Sunday, May 9, 2010

Happy Mother's Day!

So I couldn't be home to see my mommy on Mother's Day, but she was definitely the first person I talked to today (mostly because Adam was too asleep to even open his eyes) to let her know that I was thinking about her. She's the person I call if I have some exciting news to tell or something funny happened or just to call for 'whatever.' I think I started appreciating both of my parents more and more when I went away to college and started having to 'be an adult' myself. I could see the people around me and the different ways their parents raised them, only to think "my parents did it better." I can't wait to be able to take my kids over to Grandma Von Wahlde's for holidays and birthdays like I have always loved with my family. I can't wait to call her in the middle of the night (oh yes...middle of the night) because my baby won't stop crying or had a little runny nose and I have absolutely no idea what to do. I've learned a lot from my mother over the past 27 years and I know I haven't even begun to learn as much as has to teach....I think I will be able to learn so much more once baby O'Neill arrives.
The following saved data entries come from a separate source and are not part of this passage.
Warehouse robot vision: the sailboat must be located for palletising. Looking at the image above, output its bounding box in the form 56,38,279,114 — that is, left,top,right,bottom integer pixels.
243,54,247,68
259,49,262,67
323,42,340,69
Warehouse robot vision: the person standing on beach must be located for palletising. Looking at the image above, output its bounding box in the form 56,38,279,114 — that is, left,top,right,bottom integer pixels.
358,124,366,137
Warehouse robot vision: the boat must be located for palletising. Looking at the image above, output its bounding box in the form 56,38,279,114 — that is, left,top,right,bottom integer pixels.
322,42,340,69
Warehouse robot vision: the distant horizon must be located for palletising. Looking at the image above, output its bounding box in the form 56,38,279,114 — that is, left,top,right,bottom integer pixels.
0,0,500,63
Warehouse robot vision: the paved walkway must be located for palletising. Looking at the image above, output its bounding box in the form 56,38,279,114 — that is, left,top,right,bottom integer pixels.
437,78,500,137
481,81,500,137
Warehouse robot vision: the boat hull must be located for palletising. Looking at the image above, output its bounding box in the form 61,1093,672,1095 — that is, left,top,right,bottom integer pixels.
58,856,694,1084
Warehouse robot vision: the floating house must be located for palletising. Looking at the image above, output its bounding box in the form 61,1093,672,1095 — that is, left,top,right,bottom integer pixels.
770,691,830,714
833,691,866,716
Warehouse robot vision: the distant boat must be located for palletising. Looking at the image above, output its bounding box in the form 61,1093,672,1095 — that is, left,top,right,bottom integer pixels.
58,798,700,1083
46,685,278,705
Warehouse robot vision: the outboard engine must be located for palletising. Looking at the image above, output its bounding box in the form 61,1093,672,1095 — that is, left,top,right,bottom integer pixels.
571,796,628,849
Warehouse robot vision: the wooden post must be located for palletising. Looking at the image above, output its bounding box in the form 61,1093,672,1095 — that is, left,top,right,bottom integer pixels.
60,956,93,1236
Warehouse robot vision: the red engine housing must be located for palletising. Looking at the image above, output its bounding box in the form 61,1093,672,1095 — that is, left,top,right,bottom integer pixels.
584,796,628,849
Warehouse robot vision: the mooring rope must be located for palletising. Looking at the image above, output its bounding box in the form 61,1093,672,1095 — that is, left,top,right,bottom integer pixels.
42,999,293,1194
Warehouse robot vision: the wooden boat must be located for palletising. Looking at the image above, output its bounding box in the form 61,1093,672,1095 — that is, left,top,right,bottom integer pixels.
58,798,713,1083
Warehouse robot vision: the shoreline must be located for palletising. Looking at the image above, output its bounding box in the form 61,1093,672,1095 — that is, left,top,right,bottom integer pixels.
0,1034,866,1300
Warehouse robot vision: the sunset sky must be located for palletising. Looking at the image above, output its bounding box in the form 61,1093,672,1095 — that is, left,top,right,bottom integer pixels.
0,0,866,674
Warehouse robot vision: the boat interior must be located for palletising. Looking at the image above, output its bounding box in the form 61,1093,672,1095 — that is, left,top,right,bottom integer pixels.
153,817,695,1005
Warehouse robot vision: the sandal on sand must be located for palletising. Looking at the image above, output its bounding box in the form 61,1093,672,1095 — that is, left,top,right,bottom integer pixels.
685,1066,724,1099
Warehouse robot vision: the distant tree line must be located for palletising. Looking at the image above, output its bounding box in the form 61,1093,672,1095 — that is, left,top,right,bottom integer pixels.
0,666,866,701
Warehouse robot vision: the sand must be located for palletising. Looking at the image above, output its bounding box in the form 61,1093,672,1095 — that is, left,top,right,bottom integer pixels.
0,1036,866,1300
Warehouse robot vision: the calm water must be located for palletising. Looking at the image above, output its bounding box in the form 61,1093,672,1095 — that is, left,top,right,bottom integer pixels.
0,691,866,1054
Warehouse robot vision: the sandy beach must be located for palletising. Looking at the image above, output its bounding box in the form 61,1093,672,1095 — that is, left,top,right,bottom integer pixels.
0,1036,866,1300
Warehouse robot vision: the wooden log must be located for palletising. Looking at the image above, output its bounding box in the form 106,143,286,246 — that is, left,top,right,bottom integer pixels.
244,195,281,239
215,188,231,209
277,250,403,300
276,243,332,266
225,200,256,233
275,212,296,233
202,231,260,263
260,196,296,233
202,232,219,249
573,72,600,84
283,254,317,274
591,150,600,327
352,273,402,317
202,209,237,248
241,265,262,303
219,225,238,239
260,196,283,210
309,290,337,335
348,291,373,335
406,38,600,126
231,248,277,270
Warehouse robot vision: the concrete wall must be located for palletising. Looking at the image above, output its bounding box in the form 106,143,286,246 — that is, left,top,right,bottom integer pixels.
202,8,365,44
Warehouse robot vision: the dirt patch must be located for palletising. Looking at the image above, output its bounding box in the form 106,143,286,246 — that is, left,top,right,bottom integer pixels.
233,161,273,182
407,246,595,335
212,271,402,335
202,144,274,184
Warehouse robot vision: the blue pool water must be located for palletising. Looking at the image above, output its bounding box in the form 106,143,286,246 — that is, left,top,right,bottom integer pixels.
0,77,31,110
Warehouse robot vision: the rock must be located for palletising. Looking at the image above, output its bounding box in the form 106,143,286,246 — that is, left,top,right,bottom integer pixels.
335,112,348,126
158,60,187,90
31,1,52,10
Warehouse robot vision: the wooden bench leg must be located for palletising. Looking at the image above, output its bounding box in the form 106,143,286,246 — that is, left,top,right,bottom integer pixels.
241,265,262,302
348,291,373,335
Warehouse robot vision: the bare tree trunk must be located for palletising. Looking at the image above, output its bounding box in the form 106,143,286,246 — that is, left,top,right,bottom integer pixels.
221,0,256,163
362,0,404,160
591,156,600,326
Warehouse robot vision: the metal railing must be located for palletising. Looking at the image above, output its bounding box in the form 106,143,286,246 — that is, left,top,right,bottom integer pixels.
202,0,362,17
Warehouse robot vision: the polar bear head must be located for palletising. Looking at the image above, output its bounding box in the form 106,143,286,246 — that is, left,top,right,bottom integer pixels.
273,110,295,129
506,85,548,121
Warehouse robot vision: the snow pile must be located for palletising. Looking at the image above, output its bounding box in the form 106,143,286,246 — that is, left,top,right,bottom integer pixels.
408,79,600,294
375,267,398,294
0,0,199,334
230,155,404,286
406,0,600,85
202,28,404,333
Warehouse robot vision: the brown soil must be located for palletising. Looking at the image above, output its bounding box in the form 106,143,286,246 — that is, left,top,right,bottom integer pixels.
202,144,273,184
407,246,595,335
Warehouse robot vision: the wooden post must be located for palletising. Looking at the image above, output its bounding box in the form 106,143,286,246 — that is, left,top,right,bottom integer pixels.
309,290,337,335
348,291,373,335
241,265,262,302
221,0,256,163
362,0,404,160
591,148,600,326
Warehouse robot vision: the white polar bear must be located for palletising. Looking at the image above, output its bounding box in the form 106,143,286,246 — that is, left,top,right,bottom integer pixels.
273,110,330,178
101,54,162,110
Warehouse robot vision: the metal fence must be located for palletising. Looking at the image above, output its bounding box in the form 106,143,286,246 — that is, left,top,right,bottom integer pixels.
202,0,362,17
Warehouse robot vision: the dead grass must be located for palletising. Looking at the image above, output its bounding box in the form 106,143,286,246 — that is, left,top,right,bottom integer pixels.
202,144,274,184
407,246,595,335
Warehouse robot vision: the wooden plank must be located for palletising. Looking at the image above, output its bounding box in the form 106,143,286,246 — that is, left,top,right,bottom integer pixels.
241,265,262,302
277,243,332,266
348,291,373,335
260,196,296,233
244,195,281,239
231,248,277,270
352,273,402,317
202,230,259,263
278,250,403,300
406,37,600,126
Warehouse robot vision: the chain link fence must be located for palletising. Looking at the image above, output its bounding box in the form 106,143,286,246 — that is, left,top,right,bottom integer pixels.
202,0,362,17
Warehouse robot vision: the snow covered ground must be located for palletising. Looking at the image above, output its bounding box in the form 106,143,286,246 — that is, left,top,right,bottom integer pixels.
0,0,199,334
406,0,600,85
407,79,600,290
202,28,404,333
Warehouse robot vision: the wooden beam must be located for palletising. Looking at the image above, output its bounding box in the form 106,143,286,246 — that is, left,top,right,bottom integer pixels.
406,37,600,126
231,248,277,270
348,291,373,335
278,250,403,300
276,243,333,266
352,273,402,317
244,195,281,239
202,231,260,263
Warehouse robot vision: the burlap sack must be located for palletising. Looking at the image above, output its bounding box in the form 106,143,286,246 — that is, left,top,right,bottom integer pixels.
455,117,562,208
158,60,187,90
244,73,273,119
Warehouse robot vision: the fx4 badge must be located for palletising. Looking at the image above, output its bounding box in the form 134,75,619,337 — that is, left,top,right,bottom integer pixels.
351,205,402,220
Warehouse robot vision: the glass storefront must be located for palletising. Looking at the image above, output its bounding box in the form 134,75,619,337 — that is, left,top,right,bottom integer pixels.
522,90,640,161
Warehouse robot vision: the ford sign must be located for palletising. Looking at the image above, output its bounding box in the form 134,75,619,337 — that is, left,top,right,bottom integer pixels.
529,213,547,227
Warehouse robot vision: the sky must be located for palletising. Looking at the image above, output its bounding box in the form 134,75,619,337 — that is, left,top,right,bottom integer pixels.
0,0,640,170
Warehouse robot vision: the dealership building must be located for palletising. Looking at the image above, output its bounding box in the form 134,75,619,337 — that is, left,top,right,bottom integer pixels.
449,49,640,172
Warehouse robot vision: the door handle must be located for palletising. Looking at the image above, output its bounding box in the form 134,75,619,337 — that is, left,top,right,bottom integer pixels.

I love you, mommy. Happy Mother's Day!


So, I also consider this my last non-Mother's Day. My last day celebrating Mother's Day before I have an actual child to say that I'm officially a mother. I subscribe to Oprah's "Thought of the Day" (I know, I'm a dork who's obsessed with Oprah). A few months ago, a few days after I found out I was pregnant, I received the following quote. It helped to explain in words one of the reasons I want to be a mother myself:

"I had always wanted children. Partly, I wanted someone else to be more important than me; mySelf was a burdensome thing to keep carrying around. But I'd been missing that Self since my daughter's birth. I hadn't know it would be so eclipsed by the constant worry - had she burped, slept, peed? ("Sleep when she sleeps," the doctor said. I couldn't. I was too stunned. There were moments in those early days that when she cried, I cried too.) But that day I saw her from the window of the bus, I almost yelped aloud - not just with worry, with love. Minutes later I sat on the front stoop, and when the babysitter pushed the carriage around the corner, I felt a huge billowing of love that sat like a gigantic, soft helium balloon on my shoulders. I didn't know a person could feel that love, it was so large. But then, a few weeks later, I watch my little daughter wake from her nap, kick her little feet. And-whoosh!-that feeling of love grew exponentially. This kept happening as the weeks went by, and each time I was amazed. How could love be this big? That enormous, soft helium balloon got bigger and higher, until my love filled the skies. Boundless, as they say."
- Elizabeth Strout, author

2 comments:

Mom said...

Thanks babe! I love you too! You have no idea how much you will love that baby until they place "her" in your arms. There are really no words to describe it and I can't wait until you can experience it. On the other hand, I can't wait until that grandbaby is in my arms and my heart can explode all over again!

Alisha said...

You guys are so sweet.

Hold tight to that baby when they put it in your arms because I'm pretty sure your mom won't give it back!